Em outras palavras, o descumprimento das obrigações por parte de um cooperado, acabará recaindo sobre todos do quadro social da sociedade, caracterizando indevida responsabilização de terceiros pelas obrigações do sujeito ou da pessoa jurídica que se beneficiou dos mecanismos da recuperação judicial.

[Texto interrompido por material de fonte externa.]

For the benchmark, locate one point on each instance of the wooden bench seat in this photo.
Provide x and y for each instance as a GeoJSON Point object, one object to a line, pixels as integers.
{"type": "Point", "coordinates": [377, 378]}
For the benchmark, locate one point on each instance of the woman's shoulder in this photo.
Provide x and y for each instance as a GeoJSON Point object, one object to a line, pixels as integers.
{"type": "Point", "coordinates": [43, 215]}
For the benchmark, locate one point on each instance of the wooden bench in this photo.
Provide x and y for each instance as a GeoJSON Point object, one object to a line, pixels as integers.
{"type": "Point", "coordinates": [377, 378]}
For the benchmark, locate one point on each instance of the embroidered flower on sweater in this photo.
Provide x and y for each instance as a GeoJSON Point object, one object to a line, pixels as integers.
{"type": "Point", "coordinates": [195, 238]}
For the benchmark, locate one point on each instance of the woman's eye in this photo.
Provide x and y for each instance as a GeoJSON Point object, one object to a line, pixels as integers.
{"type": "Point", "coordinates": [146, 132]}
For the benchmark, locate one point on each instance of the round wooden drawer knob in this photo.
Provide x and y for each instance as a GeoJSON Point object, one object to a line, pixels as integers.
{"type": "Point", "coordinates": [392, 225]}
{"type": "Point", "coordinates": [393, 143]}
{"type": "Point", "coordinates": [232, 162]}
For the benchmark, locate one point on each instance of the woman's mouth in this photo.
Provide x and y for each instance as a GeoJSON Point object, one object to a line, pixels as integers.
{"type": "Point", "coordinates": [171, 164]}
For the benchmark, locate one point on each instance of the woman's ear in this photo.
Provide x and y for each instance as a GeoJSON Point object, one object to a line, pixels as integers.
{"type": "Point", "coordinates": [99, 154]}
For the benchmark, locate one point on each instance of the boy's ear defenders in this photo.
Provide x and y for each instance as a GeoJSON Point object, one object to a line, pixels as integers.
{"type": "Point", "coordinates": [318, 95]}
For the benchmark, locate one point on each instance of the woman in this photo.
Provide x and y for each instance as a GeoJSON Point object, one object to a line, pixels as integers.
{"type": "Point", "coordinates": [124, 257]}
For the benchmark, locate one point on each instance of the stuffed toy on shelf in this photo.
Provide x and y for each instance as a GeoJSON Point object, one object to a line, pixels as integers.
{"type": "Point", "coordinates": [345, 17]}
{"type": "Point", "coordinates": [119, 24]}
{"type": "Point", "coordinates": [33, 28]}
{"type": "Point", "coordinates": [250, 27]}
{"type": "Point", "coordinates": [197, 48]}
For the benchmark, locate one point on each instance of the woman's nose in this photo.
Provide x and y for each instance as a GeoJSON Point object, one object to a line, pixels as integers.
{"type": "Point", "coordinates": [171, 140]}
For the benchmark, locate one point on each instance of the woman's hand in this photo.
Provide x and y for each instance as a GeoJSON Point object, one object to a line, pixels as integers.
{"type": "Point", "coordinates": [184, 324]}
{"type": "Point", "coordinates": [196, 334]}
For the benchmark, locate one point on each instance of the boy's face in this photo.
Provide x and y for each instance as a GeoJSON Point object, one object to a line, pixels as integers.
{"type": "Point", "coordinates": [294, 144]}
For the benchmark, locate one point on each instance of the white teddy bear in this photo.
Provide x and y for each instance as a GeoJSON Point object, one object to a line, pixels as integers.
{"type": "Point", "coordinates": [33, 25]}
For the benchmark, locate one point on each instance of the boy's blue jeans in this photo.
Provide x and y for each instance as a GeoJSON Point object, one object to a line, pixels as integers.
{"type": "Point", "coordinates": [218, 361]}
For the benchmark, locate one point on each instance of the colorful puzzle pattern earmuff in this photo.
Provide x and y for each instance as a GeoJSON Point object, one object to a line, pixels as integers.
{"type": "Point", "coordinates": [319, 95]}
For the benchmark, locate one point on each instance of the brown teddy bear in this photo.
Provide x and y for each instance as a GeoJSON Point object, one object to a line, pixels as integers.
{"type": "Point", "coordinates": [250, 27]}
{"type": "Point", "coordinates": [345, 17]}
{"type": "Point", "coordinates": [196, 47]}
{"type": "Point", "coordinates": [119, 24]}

Contudo, apesar de expressamente previsto na Lei, na prática, alguns administradores judiciais e magistrados insistem em incluir créditos oriundos da relação entre cooperativas e seus cooperados baseados em interpretações da norma, principalmente, no que se refere as cooperativas de crédito, sob o pálio de se equipararem a instituições financeiras, o que não coaduna com a legislação pátria, porque, “a relação jurídica estabelecida entre a cooperativa e seus associados na realização de seu objeto social, possui atributos próprios e não perde sua natureza de ato cooperativo apenas por se tratar de operação financeira ou bancária ou por existir oferta de bens ou serviços semelhantes no mercado, até mesmo porque o artigo 79 da Lei 5.764/97, não exclui as operações de mercado do conceito de “ato cooperativo”[1], inclusive o Superior Tribunal de Justiça firmou entendimento no sentido que os empréstimos realizados pelas cooperativas de crédito aos cooperados constituem atos cooperativos.
Por fim, convém salientar que a excepcionalidade se aplica tão somente as recuperações judiciais deferidas após o dia 26 de março de 2021, quando entrou em vigor a Lei 14.112/2020, que introduziu o § 13º, ao artigo 6º da LRJF, conforme reiterados julgados dos tribunais pátrios, dentre os quais o proferido no agravo de instrumento n. 2013438-59.2023.8.26.0000, da relatoria do Des. Ricardo Negrão, da 2ª Câmara Reservada de Direito Empresarial, do Tribunal de Justiça de São Paulo, que resume de forma excepcional o exposto nesse artigo, senão vejam:
“IMPUGNAÇÃO DE CRÉDITO (RECUPERAÇÃO JUDICIAL) – Decisão judicial que, com fundamento no art. 6º, § 13 da LREF, acolheu o incidente para determinar a exclusão do crédito arrolado em nome da agravada no quadro geral de credores – Alegação de que a operação financeira não pode ser considerada “atos cooperativos”, pois o crédito elencado está lastreado em cédulas de crédito bancário, típicas operação financeira praticada pelo mercado, devendo ser afastada a exclusão – Descabimento – A data da distribuição do pedido de recuperação judicial ocorreu em 11/2/2022, é posterior à da vigência do disposto no § 13º do art. 6º da Lei n. 14.112/2020, ocorrida em 26 de março de 2021 – Inteligência do art. 5º, § 1º, inc. II da Lei n. 14.112/2020 e do art. 14 do CPC – Hipótese na qual, os negócios jurídicos discutidos decorrem exclusivamente do vínculo de associação existente entre as partes, tanto que, uma vez cessado o vínculo, há o vencimento antecipado dos créditos, consoante disposto nos respectivos títulos, sendo certo ainda que a agravada é uma cooperativa de crédito – Reconhecimento de que tratarem-se de atos cooperativos – Decisão Mantida – Agravo de Instrumento não provido” (data do julgamento 05/04/2023)
Portanto, se o texto do § 13º, do artigo 6º, da LRJF não faz qualquer distinção do ato cooperativo pelo ramo de atividade da sociedade para que seja aplicada a excepcionalidade de incidência dos efeitos da recuperação judicial e falência, entendo que as decisões contrárias violam não somente o referido dispositivo, mas, o mandamento constitucional do dever de apoio e estímulo ao cooperativismo.
[1] TJSP. AI 2235693-61.2022.8.26.0000. Rel. Des. Ricardo Negrão. 2ª Câmara Reservada de Direito Empresarial, Data julgamento 17/02/2023.